From the parking lot I could see a man photographing with a view camera, pointing not out at the horizon but back in at the eroded sand at the top of a cliff above the ocean. Standard operating procedure: dark cloth over your head (his was red for some reason), long moments making adjustments, getting the camera set to frame the picture the way you want, out from under the cloth, take light meter reading from meter hanging around neck, stand to side of camera and set lens, close it down so no light is coming through it, cock the shutter, insert film holder, pull slide out, turn to look at thing being photographed, sometimes wait for light to be right or to change, sometimes wait for something to get out of the frame or to come into the frame, trip the shutter, return the slide, but flip it so black side side faces out so you know it has been exposed, pull out film holder and move on to next photograph.
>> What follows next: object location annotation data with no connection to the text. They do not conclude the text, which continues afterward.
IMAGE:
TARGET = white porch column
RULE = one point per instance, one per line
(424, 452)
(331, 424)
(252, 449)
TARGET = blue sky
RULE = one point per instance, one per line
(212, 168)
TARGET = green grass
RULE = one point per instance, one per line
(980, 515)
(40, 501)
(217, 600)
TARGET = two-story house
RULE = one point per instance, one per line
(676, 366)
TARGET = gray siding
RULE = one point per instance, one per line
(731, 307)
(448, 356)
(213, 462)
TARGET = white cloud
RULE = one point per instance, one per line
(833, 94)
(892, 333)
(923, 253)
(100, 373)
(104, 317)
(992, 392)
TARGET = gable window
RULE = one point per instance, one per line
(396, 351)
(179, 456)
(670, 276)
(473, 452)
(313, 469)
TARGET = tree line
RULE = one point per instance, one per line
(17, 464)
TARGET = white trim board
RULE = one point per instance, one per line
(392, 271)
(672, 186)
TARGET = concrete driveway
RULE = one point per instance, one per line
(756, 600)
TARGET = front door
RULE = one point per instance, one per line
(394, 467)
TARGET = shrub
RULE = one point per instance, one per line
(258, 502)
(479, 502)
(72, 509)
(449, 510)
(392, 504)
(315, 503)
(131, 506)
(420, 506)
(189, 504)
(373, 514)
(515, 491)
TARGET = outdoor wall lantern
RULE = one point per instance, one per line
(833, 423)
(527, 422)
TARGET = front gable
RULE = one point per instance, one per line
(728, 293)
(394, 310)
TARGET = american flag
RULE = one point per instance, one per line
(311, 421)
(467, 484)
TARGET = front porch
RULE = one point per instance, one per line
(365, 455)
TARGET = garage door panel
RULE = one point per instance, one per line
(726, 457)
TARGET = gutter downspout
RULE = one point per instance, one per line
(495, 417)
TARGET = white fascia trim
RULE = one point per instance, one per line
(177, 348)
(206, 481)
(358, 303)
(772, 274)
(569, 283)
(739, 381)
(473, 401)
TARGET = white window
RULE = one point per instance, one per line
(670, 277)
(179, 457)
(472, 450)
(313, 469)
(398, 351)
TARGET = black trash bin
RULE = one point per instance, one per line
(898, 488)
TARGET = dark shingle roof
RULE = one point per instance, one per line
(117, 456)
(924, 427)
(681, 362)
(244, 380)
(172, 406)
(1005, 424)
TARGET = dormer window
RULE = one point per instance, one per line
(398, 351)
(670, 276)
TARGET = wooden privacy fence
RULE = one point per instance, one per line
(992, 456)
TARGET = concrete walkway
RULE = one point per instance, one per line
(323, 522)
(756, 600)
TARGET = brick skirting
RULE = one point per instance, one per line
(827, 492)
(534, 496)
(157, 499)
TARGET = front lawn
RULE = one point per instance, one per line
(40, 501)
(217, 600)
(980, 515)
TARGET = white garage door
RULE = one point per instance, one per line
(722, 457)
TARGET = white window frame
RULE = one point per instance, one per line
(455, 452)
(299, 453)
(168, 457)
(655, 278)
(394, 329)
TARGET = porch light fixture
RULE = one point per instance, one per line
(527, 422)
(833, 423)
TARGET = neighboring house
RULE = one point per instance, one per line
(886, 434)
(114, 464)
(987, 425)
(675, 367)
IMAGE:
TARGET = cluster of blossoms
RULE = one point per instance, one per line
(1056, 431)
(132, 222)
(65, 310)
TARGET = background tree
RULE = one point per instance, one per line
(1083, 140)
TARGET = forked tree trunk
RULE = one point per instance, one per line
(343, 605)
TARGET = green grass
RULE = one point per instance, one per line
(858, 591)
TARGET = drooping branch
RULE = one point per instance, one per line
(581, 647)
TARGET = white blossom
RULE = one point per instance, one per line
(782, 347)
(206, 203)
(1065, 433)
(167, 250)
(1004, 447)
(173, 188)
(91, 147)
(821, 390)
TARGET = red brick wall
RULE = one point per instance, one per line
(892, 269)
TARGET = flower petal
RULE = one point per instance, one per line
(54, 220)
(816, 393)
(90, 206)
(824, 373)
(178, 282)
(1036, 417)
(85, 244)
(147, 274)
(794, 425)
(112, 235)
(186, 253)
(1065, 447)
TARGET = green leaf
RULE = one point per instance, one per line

This guy was taking all those steps, so it looked like he knew what he was doing. This isn't something you just pick up, by the way, it takes years to get fluid and to work intuitively with a big camera like this. I couldn't be sure but I think he was hauling around an 8 x 10, just as I did for over twenty years. This isn't the biggest as there are wooden Deardorff 11 x 14 cameras and even a 12 x 20, but they are excptionally rare. For anyone somewhat sane 8 x 10 is about the limit.
This above from the Deardorff website.
As I stood there, leaning up against my rented car in the parking lot, watching him work, I felt both a sense of kinship with him, as I'd done what he was doing for so very long and a feeling of complete relief that I was not working this way any longer.
When I started working in 8 x 10 in the early eighties, if you wanted the highest quality there was really no other choice. It was a view camera, perhaps 4 x 5 but preferably 8 x 10. Some people (this included me in the early years) just made 8 x 10 inch contact prints. Now, of course, we have many options. You can see what this guy on the cliff in Bodega Bay chose. I am sure, had we spoken, he would reference the beauty of the silver gelatin print, how digital intercedes, gets in the way of the image, imposes its own look to the final picture. I've heard all that before.
I don't buy it, however, and believe most of the negative reactions people have to digitally sourced photographs comes from looking at bad ones, of which there are a huge number.
Was I making these photographs of this view camera photographer on the cliff at Bodega Bay in California yesterday afternoon with a film camera? Did I have to process the film, set up my darkroom with trays of chemicals, place these negatives in the enlarger and make the prints and dry the prints to see these as positives on a contact sheet or as enlargements? I did not.